Workers’ compensation exclusivity would not prevent one spouse from pursuing a negligence claim against the other spouse’s employer when the subject of the first spouse’s suit is independent from the work-related injury or disease of the second spouse. How could it? (See Kuciemba, slip op. at 19-20). But the California Supreme Court nevertheless said that the first spouse can’t bring a negligence suit for her own injuries from COVID-19 for “policy reasons.” (See Kuciemba slip op. at 1-2).
The facts are simple:
On May 6, 2020, Robert Kuciemba began working for Victory Woodworks, Inc. at a construction site in San Francisco. About two months later, without taking precautions required by the county’s health order, Victory transferred a group of workers to the San Francisco site from another location where they were probably exposed to the virus. After being required to work in close contact with these new workers, Robert became infected. He carried the virus home and transmitted it to his wife, Corby, either directly or through her contact with his clothing and personal effects. Corby was hospitalized for several weeks and, at one point, was kept alive on a respirator.
Victory has been determined to have no liability for its negligent actions. It’s not just that Corby cannot prove she was made sick by Victory. Rather, Corby has been determined to have no right to attempt to prove she was made sick by Victory’s conduct.
It comes down to this: Imagine you are one of those unfortunate essential workers (often of color, by the way) compelled to work (not from home) during the next pandemic (which, trust me, is coming). Your employer negligently exposes you to the next virus (Is this difficult to imagine? It represents the facts of this case). You bring the virus home. If you get sick, you are left with an inadequate workers’ compensation remedy (assuming you can even prove the workplace “caused” your contraction of the virus). If you get your family and everyone else in your household sick (with or without your becoming sick), their illness is damnum absque injuria (damage without any injury action).
What does this really mean? To the majority in Kuciemba, the business community has been spared the risk of “unlimited” liability. As I teach my torts classes, there has never been expansion of tort law that was not accompanied by the business claim that liability had been “infinitely” increased. In some eras, that argument has been successful; in others, it has not.

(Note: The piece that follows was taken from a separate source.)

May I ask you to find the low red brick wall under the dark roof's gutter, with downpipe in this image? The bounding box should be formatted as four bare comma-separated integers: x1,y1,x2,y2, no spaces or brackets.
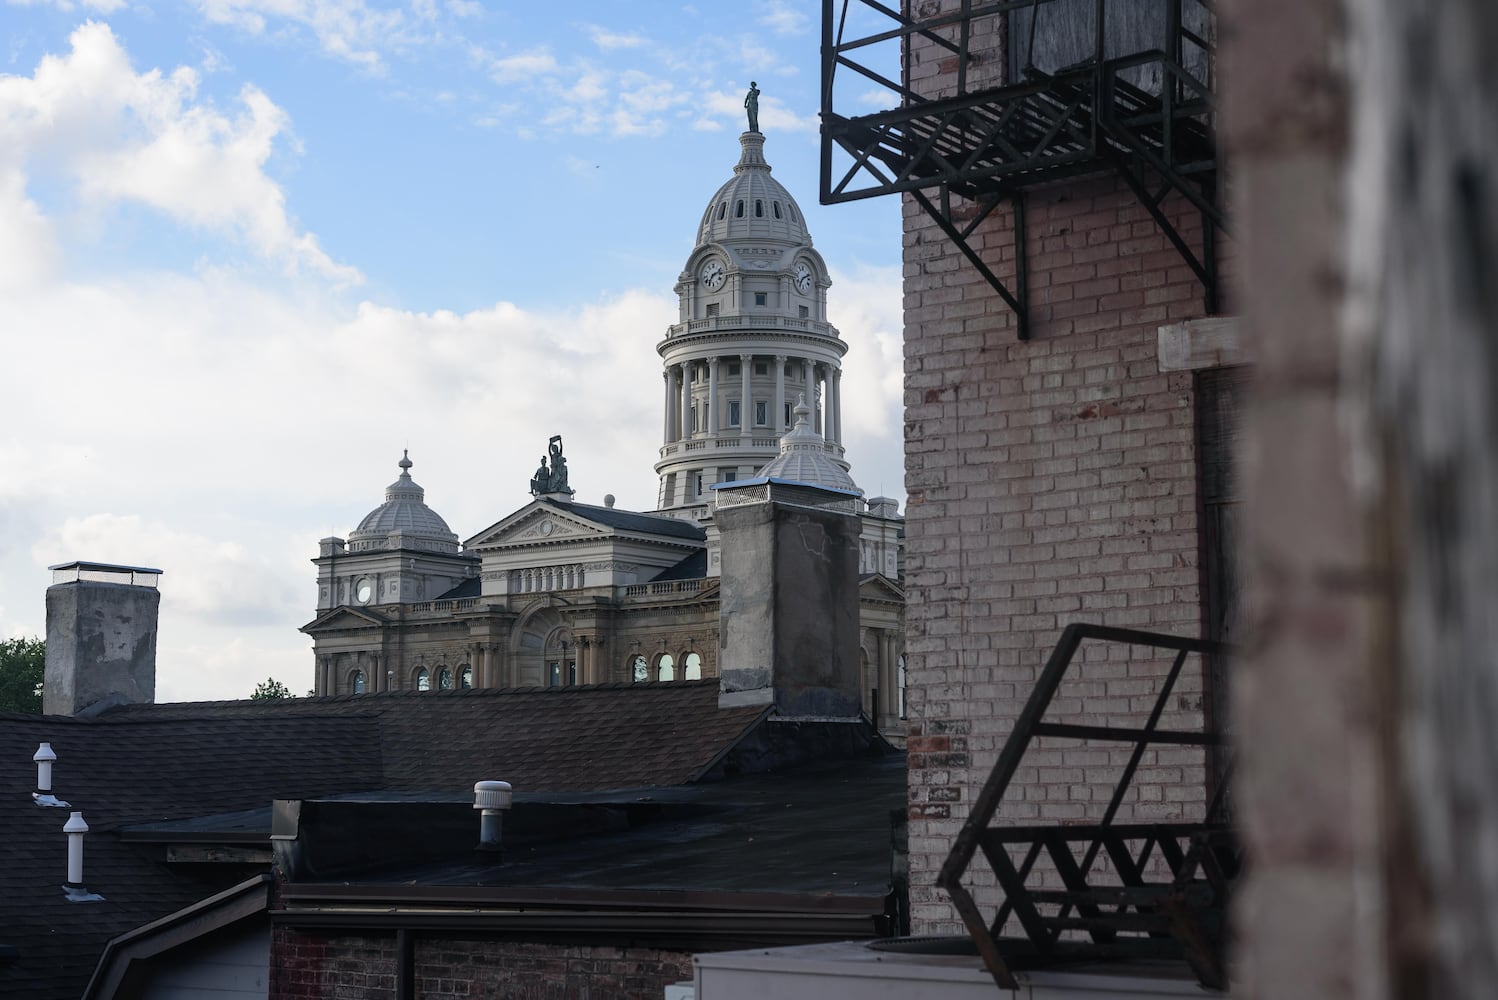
270,927,692,1000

The message now being conveyed by the courts to employees seems to be that (in an array of workplace contexts under various statutes) workplace safety must be obtained outside the confines of existing general law. I suspect that unions will take notice and that collective bargaining over safety may look very different in the near future. I also wonder — as I have said — what impact such judicial conclusions will have on future lawmaking.
Somewhat more subtly, the continuous development of liability immunity transfers the costs of injury (which, like energy, can never be destroyed, only transformed) from employers and other large corporations to the general citizenry. Those costs will either be “picked up” by the federal government (in the form of taxes — COVID-style or otherwise) — or will manifest in other ways.
Those working from home may not immediately notice. But as every dystopian novel fan knows, eschewed rescue invites danger.